- Born: 1860
- Died: 1929 (aged 68–69)
- Occupation: Luthier
- Instruments: String instruments

= Charles Francois Langonet =

Violin maker

Charles Francois Langonet (II) (1860–1929) was born in Mirecourt, France, and was a highly regarded violin maker and restorer.

== Early life ==
He was born into a respected line of master luthiers and started making violins at a very early age. He was apprenticed to Alexandre Delanoy at Mirecourt.

== Career ==
Jean-Baptiste Vuillaume visited the workshop and upon seeing Charles' work commented "This lad is a future Stradivarius". At the age of 19, Alfred Hill, also an apprentice at Mirecourt, persuaded Charles to move to London where he spent nearly 50 years working for W. E. Hill & Sons (apart from three years military service back in France), eventually becoming head of violin making and restoring. He was affectionately referred to as Papa Langonet by his colleagues. During this time many of the world's finest instruments passed through his hands, including the Viotti Stradivarius, the Alard Stradivarius, the Tuscan Stradivarius and the Messiah Stradivarius. He witnessed the opening of 'Le Messie' at Hill's workshop in Hanwell after Alfred Hill decided to remove the belly and subsequently ordered the replacement of the bar. He is reputedly one of only three men (along with Alfred Hill and Hill's restorer 'Prunier') to have inspected the inner details since its creation in 1716.
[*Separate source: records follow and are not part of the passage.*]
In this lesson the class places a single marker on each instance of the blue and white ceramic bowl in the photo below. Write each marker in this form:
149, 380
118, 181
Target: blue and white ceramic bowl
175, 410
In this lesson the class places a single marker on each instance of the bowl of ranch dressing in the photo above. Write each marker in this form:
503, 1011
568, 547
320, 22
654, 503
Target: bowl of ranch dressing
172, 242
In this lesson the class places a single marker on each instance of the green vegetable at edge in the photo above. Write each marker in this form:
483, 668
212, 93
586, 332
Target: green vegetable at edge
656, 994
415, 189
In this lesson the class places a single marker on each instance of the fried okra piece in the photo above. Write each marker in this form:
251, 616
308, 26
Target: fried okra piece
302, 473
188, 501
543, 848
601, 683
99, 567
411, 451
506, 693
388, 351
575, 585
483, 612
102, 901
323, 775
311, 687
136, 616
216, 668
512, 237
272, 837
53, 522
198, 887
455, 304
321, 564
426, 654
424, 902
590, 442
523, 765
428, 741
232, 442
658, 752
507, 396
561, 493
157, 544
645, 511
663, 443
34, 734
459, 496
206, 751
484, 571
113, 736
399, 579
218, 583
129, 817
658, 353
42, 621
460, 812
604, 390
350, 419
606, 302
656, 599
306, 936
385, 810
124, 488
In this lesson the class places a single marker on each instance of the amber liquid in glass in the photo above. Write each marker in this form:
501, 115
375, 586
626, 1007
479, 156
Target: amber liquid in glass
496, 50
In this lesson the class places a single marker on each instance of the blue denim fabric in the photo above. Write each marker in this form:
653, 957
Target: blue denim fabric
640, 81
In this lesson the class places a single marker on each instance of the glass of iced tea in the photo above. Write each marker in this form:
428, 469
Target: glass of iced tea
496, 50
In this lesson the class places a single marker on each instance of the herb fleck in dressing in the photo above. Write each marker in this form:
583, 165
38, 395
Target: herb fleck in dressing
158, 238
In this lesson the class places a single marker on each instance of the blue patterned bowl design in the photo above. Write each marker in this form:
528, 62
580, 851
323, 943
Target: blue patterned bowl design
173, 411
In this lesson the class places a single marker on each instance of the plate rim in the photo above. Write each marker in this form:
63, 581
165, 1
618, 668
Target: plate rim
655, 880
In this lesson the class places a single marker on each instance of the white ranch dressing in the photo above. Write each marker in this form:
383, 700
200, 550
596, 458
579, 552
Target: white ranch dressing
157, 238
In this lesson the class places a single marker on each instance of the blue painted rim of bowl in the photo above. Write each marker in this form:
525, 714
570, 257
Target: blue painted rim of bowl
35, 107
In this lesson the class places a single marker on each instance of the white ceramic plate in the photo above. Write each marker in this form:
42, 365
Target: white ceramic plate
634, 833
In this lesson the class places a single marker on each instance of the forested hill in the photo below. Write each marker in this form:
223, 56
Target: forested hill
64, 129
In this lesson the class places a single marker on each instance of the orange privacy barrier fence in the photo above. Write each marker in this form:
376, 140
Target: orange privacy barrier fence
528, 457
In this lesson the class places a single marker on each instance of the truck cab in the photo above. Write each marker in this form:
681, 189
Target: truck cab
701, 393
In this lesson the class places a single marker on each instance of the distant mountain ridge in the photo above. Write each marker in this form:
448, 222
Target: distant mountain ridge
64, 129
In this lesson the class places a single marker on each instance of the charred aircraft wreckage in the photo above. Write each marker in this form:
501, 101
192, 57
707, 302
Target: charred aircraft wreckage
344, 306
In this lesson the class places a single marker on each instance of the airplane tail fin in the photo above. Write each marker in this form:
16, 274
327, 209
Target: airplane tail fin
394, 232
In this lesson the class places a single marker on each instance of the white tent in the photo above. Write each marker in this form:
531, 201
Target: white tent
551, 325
Because he spent many years creating instruments for W.E. Hill, C.F Langonet labelled instruments are extremely rare but highly regarded. In 1955, an article dedicated to him featured in The Strad, alongside pictures of one of his personally labelled violins - a copy of Gennaro Gagliano and described as 'an outstanding example of the luthier's art... by one of the finest makers who has worked in this country for many years'.